Temperature grades also range from A to C, with A being the highest. Temperature grades represent a properly maintained tire’s ability to dissipate heat under controlled indoor test wheel conditions.
Temperature ratings are determined by running tires on an indoor road wheel test under specified conditions. Successive 30-minute runs are made in 5 mph increments starting at 75 mph and continuing until the tire fails. A tire is graded “C” if it meets the minimum performance required by DOT. Grades of “B” and “A” represent higher levels of performance than the minimum required by DOT.

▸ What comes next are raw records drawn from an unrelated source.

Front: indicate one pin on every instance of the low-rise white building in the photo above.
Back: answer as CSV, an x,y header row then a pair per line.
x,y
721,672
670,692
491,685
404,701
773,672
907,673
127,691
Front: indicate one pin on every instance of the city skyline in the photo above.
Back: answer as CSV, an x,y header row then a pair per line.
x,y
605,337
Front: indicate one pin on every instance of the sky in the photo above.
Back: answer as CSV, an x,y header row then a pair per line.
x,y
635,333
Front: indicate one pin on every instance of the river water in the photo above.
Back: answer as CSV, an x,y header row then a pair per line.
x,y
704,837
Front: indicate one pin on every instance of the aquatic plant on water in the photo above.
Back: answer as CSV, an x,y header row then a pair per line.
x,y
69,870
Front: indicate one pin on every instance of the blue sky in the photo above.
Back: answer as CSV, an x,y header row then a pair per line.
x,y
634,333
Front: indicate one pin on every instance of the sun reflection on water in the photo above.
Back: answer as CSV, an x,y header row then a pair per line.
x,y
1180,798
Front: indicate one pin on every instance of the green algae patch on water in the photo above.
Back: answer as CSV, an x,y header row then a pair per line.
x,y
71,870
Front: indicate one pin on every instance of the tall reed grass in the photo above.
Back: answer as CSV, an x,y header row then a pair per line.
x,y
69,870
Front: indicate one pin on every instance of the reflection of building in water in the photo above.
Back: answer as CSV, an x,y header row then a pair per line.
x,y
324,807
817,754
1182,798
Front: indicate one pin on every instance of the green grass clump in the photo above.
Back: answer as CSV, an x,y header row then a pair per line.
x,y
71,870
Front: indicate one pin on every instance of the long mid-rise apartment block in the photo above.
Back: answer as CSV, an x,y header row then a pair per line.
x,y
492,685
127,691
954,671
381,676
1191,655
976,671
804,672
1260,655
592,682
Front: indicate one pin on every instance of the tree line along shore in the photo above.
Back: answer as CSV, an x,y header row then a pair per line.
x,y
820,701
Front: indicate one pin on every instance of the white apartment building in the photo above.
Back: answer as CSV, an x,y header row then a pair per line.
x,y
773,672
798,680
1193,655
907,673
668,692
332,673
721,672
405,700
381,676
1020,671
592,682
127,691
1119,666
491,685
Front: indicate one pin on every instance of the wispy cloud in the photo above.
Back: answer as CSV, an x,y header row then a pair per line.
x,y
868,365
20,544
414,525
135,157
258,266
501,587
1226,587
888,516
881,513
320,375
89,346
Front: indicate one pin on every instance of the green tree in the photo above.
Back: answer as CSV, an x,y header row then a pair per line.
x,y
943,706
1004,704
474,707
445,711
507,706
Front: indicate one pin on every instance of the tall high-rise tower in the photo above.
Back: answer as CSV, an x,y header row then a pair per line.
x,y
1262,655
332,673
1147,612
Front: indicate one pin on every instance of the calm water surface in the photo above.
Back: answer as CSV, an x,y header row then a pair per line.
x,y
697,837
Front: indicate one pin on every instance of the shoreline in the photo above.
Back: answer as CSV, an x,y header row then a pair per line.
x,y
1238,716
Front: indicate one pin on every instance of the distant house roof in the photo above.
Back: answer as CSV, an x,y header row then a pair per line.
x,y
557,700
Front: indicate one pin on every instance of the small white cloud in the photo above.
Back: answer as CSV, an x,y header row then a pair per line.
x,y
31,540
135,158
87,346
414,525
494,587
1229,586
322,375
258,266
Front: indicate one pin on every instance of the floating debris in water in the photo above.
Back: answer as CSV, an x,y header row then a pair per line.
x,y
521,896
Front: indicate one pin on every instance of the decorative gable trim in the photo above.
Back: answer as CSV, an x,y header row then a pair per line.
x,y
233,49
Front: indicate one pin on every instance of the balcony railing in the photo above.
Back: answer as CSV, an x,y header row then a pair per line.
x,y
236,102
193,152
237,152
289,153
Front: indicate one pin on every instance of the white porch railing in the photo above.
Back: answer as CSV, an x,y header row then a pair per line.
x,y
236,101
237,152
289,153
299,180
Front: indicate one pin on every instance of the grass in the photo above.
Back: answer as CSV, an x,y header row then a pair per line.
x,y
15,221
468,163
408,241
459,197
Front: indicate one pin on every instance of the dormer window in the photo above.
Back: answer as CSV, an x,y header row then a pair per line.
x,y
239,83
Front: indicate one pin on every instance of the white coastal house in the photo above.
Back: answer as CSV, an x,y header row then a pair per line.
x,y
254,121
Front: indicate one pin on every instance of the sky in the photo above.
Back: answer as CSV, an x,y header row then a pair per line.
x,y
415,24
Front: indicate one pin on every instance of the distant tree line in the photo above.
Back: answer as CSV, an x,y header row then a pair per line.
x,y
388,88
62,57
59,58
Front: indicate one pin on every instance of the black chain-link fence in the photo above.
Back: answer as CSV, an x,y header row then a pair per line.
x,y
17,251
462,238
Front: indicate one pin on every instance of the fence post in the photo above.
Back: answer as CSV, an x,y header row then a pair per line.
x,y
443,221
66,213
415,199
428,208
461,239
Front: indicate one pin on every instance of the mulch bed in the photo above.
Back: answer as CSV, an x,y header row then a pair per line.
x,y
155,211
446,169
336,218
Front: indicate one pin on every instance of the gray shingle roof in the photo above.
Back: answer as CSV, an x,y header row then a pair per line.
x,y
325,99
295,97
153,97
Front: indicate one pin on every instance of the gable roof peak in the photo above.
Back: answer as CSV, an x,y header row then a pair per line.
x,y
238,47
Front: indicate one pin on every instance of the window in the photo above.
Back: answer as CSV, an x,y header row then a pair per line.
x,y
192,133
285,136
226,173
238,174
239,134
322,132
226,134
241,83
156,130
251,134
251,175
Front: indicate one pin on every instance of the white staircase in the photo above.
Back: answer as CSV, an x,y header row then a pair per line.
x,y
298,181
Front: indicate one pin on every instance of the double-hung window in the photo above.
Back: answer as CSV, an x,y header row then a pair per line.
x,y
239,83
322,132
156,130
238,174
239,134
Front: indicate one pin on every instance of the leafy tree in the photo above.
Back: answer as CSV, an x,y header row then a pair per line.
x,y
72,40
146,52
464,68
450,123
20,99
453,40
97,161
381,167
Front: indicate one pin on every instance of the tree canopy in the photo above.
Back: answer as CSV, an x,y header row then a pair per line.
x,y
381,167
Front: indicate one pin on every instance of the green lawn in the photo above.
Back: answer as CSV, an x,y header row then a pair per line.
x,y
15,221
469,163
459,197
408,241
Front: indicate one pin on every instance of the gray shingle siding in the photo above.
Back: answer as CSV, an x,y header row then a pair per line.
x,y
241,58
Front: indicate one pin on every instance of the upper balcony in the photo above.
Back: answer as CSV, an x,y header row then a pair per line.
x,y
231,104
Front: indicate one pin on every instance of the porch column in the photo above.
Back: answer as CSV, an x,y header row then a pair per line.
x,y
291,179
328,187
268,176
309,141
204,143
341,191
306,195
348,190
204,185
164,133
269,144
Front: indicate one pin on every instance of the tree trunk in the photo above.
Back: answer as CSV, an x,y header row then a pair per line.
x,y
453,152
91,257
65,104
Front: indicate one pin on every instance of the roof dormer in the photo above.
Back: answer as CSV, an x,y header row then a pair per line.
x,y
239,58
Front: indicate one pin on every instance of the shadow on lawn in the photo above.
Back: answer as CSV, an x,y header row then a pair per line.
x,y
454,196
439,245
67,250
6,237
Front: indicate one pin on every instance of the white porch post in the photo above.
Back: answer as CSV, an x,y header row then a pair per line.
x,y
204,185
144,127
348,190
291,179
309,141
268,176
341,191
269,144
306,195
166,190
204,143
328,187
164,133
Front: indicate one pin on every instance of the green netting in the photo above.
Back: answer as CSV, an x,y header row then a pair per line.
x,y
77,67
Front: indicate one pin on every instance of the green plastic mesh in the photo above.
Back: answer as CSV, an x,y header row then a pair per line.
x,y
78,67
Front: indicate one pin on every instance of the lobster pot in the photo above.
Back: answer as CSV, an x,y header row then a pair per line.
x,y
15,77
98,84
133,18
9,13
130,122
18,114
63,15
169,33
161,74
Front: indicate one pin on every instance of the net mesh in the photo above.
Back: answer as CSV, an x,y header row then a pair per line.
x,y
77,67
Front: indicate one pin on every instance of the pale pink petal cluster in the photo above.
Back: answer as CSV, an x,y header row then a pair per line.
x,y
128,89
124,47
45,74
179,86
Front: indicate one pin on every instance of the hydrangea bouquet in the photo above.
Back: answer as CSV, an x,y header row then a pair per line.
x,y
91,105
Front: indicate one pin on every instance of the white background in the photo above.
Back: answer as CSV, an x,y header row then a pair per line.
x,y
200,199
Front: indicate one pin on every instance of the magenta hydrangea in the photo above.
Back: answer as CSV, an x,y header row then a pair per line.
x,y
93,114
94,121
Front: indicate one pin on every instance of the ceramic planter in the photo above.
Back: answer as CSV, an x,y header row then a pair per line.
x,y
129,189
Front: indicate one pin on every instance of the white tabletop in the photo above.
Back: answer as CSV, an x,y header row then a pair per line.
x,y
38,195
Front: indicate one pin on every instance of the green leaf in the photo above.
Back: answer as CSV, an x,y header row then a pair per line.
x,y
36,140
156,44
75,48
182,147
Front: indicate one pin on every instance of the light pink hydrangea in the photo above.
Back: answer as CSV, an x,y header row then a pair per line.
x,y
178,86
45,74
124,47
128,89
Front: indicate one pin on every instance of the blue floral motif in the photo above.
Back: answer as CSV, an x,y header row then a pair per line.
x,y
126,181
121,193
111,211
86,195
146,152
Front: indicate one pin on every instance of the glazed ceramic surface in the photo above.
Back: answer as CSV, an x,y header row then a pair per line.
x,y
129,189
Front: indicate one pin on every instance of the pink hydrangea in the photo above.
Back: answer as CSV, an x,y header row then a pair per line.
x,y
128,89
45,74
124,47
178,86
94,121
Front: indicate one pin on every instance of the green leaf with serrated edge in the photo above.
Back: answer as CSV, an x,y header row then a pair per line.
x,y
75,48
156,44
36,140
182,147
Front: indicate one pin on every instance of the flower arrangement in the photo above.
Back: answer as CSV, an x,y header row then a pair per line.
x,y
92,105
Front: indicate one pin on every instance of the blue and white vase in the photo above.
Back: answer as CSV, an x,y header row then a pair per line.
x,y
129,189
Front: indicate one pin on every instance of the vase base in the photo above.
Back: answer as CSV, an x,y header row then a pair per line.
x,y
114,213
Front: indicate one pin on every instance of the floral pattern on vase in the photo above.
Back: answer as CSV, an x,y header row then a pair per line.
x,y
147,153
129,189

Only specially trained persons should mount tires. Improper tire mounting and inflation procedures may cause tire beads to break with explosive force during installation of the tire on the rim causing serious personal injury, death and property damage. Follow the Rubber Manufacturer’s Association (RMA) installation and safety procedures for mounting and inflating tires. Tire and rim diameter must match in size. Do not take another person’s word for it; check the tire size and the wheel size for proper match. Never inflate tires to fit a wheel mounted by someone else without first checking both wheel and tire size. Clean the rim. Lubricate the rim and beads. If the tire does not seat on the rim at 40 psi, disassemble, recheck sizes, and lubricate before airing up again. Use remote control inflation equipment and inflation cage or some other approved restraining device.